Getting a production certificate

If you've gotten to this point and everything works, you're ready to switch over from using a test SSL/TLS certificate to using a production certificate.

1. Run Certbot without the --test-cert flag sudo certbot --authenticator webroot --installer nginx.
2. Select the option to renew and replace the existing certificate.
3. Follow the rest of the prompts like when you requested the test certificate, except when you get to the final step, instead of selecting the option to redirect all traffic, select option "1: No redirect."
4. Close all your open browser windows and verify you can browse to the OpenFaaS UI by going to https://YOUR_DOMAIN_HERE/ui/. You should be prompted for credentials again, but this time you should not see any certificate warnings.
   
   You can also try running one of the default functions through Postman to validate you receive no certificate errors.

Wrapping up

At this point you have a secure OpenFaaS server, but there are still a few things you should do.

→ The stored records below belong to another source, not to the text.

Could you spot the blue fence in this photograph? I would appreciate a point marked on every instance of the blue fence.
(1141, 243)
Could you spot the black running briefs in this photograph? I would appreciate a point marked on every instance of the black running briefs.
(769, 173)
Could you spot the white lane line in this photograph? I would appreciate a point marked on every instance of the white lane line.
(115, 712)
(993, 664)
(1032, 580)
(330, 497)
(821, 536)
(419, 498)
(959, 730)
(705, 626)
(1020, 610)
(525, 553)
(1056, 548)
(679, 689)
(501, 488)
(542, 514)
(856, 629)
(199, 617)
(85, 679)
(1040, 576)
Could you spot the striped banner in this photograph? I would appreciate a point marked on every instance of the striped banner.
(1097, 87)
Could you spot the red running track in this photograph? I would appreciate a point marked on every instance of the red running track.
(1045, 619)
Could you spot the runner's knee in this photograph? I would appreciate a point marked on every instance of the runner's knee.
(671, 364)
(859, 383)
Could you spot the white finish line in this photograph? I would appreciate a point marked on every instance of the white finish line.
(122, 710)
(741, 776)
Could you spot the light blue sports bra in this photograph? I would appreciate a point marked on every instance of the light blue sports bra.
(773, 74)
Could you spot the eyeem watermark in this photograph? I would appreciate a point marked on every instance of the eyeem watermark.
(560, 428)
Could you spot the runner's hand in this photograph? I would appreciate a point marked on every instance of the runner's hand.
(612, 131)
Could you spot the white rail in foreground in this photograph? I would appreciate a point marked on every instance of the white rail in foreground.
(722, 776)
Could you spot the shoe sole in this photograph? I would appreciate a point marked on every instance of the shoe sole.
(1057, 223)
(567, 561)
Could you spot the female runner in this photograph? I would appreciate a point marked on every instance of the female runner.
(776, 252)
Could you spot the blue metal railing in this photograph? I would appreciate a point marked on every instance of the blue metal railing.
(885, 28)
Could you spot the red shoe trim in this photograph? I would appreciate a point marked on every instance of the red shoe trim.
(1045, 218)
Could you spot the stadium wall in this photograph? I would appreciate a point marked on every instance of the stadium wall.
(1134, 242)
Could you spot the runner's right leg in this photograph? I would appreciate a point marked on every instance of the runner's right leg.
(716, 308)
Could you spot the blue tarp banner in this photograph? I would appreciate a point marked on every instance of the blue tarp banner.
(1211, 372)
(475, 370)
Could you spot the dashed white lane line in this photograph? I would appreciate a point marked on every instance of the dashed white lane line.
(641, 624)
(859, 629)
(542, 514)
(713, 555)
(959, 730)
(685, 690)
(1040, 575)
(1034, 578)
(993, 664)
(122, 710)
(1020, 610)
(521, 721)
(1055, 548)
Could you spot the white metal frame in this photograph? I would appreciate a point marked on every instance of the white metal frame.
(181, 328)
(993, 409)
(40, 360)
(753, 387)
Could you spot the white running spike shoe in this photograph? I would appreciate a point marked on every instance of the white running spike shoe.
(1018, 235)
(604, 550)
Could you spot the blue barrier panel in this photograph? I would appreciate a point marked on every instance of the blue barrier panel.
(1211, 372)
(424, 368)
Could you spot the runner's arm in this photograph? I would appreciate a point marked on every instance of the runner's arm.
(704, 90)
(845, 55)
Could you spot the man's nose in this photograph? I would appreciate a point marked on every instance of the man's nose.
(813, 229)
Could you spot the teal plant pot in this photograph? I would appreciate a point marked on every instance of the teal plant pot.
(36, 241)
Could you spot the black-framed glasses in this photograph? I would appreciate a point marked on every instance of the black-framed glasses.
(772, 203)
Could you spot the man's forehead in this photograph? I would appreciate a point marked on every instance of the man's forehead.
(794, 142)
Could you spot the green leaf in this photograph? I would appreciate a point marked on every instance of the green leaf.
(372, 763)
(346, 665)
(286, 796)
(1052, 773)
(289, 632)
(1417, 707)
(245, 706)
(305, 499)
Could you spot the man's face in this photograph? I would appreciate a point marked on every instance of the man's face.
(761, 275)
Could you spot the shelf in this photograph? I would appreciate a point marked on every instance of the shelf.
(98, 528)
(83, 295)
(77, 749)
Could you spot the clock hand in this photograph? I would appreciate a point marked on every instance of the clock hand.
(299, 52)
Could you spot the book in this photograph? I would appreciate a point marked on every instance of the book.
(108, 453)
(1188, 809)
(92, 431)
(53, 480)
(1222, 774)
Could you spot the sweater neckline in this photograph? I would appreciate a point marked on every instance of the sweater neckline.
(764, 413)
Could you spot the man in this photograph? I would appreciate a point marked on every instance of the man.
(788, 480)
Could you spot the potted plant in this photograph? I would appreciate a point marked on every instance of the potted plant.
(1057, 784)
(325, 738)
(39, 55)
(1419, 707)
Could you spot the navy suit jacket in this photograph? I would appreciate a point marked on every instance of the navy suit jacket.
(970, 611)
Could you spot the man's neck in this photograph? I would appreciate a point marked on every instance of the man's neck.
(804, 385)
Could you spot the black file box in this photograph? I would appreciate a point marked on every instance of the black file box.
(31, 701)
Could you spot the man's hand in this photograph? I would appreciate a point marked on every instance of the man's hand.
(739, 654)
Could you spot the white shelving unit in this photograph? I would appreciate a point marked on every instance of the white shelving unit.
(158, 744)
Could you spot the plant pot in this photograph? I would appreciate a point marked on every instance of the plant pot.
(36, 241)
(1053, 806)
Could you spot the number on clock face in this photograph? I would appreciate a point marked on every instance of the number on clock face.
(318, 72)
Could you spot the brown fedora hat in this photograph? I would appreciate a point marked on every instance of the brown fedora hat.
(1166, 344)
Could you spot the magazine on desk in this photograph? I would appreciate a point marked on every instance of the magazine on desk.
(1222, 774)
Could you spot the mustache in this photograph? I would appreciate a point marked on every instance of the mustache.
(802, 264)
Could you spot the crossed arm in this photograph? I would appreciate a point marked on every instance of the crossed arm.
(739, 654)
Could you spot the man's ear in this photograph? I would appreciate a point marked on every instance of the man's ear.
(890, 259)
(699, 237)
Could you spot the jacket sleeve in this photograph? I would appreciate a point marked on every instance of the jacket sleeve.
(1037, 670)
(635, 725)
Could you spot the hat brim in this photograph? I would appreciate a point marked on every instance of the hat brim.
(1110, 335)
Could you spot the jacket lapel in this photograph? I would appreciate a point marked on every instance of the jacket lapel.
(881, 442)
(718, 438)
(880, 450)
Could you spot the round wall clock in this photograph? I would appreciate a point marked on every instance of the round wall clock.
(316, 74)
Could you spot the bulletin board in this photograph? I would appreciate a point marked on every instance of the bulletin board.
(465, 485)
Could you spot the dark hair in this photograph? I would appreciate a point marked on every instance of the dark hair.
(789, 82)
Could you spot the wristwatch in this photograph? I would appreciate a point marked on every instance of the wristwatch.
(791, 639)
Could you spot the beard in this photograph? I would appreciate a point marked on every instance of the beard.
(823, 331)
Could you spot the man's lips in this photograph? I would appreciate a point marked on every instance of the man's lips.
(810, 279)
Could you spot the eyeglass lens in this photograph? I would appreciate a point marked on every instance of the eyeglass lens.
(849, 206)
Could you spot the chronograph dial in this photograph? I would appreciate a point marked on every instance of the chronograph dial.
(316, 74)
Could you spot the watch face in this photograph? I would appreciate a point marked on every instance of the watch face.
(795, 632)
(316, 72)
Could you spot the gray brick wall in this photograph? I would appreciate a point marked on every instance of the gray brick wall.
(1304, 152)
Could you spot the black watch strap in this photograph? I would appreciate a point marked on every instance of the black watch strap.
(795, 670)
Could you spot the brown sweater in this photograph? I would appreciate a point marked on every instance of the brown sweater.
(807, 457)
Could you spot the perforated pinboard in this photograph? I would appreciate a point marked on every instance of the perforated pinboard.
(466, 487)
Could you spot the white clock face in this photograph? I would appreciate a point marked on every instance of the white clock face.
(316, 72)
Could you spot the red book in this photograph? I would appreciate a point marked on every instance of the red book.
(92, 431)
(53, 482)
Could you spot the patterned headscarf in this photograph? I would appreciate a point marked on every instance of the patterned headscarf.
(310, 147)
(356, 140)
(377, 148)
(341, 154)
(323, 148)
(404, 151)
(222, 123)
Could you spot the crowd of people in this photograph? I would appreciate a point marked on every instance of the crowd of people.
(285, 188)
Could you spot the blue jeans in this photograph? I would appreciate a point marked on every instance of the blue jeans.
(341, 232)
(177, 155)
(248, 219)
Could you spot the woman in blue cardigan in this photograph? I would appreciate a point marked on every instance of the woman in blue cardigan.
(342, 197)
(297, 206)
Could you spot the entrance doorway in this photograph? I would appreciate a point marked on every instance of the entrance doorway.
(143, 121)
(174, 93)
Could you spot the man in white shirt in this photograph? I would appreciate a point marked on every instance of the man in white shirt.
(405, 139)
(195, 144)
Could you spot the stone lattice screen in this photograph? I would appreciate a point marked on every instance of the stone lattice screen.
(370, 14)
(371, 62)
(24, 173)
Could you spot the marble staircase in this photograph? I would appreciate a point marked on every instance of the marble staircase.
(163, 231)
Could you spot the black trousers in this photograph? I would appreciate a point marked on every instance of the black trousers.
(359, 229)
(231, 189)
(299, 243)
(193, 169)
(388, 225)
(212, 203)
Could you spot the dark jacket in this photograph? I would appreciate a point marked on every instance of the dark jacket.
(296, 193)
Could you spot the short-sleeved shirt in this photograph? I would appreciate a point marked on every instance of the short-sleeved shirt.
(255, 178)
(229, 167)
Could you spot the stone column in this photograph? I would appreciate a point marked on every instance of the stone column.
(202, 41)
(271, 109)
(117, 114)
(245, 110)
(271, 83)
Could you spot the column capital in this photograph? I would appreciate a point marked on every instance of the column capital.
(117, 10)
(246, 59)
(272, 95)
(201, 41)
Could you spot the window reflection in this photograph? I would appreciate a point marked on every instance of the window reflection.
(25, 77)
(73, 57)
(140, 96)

1. Back up your Nginx configuration, htpasswd file and certificates.
2. Remove the default functions because they are not protected by an API key, and they are runnable by anyone who can access your "/functions" directory, which, if you use my configuration, is actually anyone.
3. Set up rate limiting for the Nginx server.
4. Schedule automated certificate renewals using cron.
5. Get started writing functions and have fun!